Laura_Aullby Laura L. Aull

In the wake of polarized and uncivil election discourse, many parents and educators are wondering what happened and what to do.

As a professor and researcher of writing, my own answer is this: Take care how, and how often, we teach argumentative essays in schools. Teach explanation and synthesis instead.

The common use of the argumentative essay in US schooling dates back to unprecedented growth in higher education and a literate middle class in the early 20th Century. College was no longer the purview of an elite group from similar backgrounds, and more students meant two things: an insufficient number of teachers trained in writing instruction and a more diverse student body, less likely to share knowledge of the same philosophical or literary texts to write about.

With new teaching demands and less shared knowledge, many colleges began assigning the argumentative essay (or “theme”) that drew on an opinion and personal experiences in response to a general question. Beginning at Harvard in the 1880s and spreading to most US colleges in the decades that followed, students were increasingly asked to draw on their experiences and to argue based on their own view rather than explain or synthesize others’ perspectives. This continued in the 21st Century, even when writing assessments sometimes include reading as well as writing.
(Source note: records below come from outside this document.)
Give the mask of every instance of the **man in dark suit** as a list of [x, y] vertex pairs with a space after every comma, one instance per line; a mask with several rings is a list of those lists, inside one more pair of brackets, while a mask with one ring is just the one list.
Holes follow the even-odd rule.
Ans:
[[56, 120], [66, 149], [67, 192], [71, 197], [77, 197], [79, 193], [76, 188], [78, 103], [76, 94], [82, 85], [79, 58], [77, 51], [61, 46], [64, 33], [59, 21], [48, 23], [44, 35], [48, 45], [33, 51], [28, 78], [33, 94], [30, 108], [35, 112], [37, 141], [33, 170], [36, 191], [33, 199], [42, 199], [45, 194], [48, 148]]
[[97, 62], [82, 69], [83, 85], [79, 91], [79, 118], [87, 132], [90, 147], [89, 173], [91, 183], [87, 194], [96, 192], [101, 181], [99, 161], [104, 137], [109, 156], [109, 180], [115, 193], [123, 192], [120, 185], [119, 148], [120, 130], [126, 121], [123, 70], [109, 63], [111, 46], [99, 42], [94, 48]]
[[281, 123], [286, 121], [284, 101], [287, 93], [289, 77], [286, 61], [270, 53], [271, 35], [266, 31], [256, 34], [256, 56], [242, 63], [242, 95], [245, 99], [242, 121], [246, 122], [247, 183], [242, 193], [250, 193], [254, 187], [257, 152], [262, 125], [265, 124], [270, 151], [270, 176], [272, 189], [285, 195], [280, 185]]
Here are just a few examples: Write an essay in which you explain how Dana Gioia builds an argument to persuade his audience that the decline of reading in America will have a negative effect on society (SAT, 11th/12th grade, 2016); Write an essay for a classroom instructor in which you take a position on whether participation in organized school athletics should be required (Accuplacer Writeplacer, 2016); and, Do you agree or disagree with Goldman’s argument that patriotism is based more on arrogance than on logic? (UMass Amherst writing placement).

Even as standardized-test agencies seem to be moving to include analysis along with argument, most of these essay tasks implicitly if not explicitly privilege a single argument, a winning argument, as the goal of writing. Students in late secondary school and in early college — early voters and the future of our voting base — are invited again and again to write about their own views. I myself was trained to rely heavily on argumentative essays in my own assignments. Yet this goal, and its primacy in the writing tasks of students transitioning into college-level writing, seems more rooted in an institutionalized tradition than a clear rationale. How often are late high school and early college students asked to thoughtfully summarize and synthesize others’ perspectives, as a clear precursor to crafting their own view — or as the end goal itself?

I am more interested than ever in this question after researching the common features of student writing that frequently shows a clear tendency toward overtly persuasive features. In a study of almost 20,000 incoming college student writers compared to published academic writers, key characteristics of the student writing included: more amplifying words like extremely and very than qualifying words like perhaps or possibly, more negation and adversative words like not and but, and more generalizing phrases like people today. In contrast, advanced academic writers use more hedges than boosters, more additive connectors like additionally, and few generalizations.

But here is where it gets more interesting. A look at language patterns in television broadcasts, web-based language, and popular magazine essays in the Corpus of Contemporary American English shows that they are closer to early student writing: They are much more likely to boost and generalize claims with words like everyone knows, it is clear that, and without a doubt than more formal academic genres such as research articles.

And in advanced student writing at the University of Michigan and all over Britain (in Michigan Corpus of Upper-Level Student Papers and the British Corpus of Academic Written English), argumentative essays contain more negation, more intensifiers and more generalizations about anyone and everyone, while proposals and reports do not include as many.

What does this mean for civil discourse?

To me, this is an opportunity to call on students’ developing ability to summarize and synthesize, to thoughtfully and accurately analyze and represent existing views. In popular essays and social media, students often read singular and emphatic views, and they may also reasonably think this is what they are being asked to write in argumentative essays at school. In the meantime, they are less often asked to represent many views and to identify exceptions and gradations rather than generalizations.

The recent election serves as a call for all of us to consider how to step back and be able to understand multiple points of view, and to engage them in a civil way. One way to value and reward those skills, in students’ thinking and discourse, is to consider how to incorporate and reward thoughtful treatment of many perspectives, not only one, and not only our own.

Laura L. Aull is an assistant professor of English and linguistics at Wake Forest University and the author of First-Year University Writing.